Rich content opens up revenue options

THE new generation of rich content technology available to online travel agents can increase their ability to up-sell and boost revenue, according to provider Travelport.

Early adopters of rich content and branding features have reported increased income and a greater willingness from clients to purchase higher fare categories, the company says, thanks largely to the ability to display fares and ancillary products in more detail and greater clarity.

Travelport senior director OTA Asia-Pacific Ming Foong said it was now possible for travel agency websites to display similar information to airlines’ own websites, offering content such as video, pictures, detailed descriptions, ancillary items and product-specific branding.

Agencies were no longer limited to basic GDS information, he said, which limited the consumer’s ability to choose specific fare products and understand their limitations.

“Most GDS systems at the moment would serve an economy class as just an economy class, there’s very little to provide difference or sell messaging,” Foong said.

“Different airlines might offer Economy Flex, Economy Plus or just Pure Economy — these are all different ways airlines are trying to bundle or unbundle different products and a lot of them are branded and have specific names,” he said.

“We saw an opportunity to channel that content benefit over to the consumer via the agencies – the agencies want to offer what the airlines are offering via other channels like their own websites.”

New Australian online travel agency Fly365.com last year became the first retailer in the Asia-Pacific region to adopt Travelport’s Rich Content and Branding product, giving it access to branded fares and ancillary products from 200 airlines.

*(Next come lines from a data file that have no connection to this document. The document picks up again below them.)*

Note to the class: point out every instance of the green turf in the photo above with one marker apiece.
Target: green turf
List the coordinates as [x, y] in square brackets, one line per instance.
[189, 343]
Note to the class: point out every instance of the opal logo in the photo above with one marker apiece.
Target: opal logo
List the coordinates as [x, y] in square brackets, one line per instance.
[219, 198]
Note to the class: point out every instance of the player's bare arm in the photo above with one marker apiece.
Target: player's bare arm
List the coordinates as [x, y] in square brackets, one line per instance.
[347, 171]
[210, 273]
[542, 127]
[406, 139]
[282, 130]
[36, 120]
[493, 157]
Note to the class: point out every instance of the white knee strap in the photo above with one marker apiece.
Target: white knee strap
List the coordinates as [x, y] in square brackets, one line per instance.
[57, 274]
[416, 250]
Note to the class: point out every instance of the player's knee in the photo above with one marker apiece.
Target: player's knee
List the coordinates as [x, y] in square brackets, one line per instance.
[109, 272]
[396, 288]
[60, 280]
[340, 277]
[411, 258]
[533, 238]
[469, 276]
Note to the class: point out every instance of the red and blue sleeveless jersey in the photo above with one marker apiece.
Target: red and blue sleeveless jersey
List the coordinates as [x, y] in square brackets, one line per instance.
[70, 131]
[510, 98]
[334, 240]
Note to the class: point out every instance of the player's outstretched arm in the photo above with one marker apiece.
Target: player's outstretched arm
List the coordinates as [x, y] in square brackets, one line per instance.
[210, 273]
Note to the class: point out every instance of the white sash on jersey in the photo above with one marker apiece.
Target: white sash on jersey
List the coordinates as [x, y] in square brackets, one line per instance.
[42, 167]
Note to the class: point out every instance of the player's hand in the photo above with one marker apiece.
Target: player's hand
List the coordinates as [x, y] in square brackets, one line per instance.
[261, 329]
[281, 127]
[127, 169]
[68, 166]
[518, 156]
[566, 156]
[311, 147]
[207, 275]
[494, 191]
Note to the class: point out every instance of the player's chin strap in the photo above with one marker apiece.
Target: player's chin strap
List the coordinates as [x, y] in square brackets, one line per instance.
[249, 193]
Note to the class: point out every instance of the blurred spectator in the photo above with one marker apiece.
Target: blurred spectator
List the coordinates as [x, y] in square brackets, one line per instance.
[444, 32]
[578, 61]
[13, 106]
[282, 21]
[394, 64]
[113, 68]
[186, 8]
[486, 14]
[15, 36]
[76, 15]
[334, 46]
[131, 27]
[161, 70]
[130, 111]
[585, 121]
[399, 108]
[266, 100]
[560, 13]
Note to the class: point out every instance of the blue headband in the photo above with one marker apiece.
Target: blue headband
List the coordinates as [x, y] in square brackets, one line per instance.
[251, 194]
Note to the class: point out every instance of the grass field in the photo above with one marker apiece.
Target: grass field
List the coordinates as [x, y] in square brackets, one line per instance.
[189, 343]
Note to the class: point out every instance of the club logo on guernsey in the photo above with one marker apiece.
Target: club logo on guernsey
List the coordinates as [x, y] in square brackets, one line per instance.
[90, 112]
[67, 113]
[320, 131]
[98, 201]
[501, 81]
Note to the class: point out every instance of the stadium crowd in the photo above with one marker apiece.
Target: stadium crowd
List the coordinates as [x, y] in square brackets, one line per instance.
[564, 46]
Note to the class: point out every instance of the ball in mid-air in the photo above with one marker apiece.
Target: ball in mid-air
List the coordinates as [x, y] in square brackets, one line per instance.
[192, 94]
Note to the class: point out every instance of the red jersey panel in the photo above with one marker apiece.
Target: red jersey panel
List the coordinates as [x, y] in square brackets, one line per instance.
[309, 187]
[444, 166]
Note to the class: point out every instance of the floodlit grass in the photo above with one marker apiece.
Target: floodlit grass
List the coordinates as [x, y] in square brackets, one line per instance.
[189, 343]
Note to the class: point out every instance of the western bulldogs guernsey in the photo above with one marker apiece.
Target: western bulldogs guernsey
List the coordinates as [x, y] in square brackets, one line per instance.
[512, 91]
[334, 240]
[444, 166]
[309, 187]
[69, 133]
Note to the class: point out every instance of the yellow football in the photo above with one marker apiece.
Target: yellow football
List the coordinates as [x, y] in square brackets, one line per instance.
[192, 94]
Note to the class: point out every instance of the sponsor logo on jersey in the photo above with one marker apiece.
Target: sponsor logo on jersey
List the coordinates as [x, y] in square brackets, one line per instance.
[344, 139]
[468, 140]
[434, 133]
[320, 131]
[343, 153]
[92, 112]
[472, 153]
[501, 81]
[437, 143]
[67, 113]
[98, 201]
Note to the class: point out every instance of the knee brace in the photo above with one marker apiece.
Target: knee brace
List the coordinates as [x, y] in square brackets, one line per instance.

The website’s owner and chief operating officer Scott Mayne said his company was able to offer flexible fare options and a more transparent view of inclusions in each fare category.

“We’ve found with the Rich Content and Branding that people are clicking through to a more flexible or higher fare type, which shows they really do understand what they’re purchasing,” Mayne said.

“I could see the value in the product,” he said. “It has proved itself — we’re seeing people upgrade and being able to get more out of their airfares.”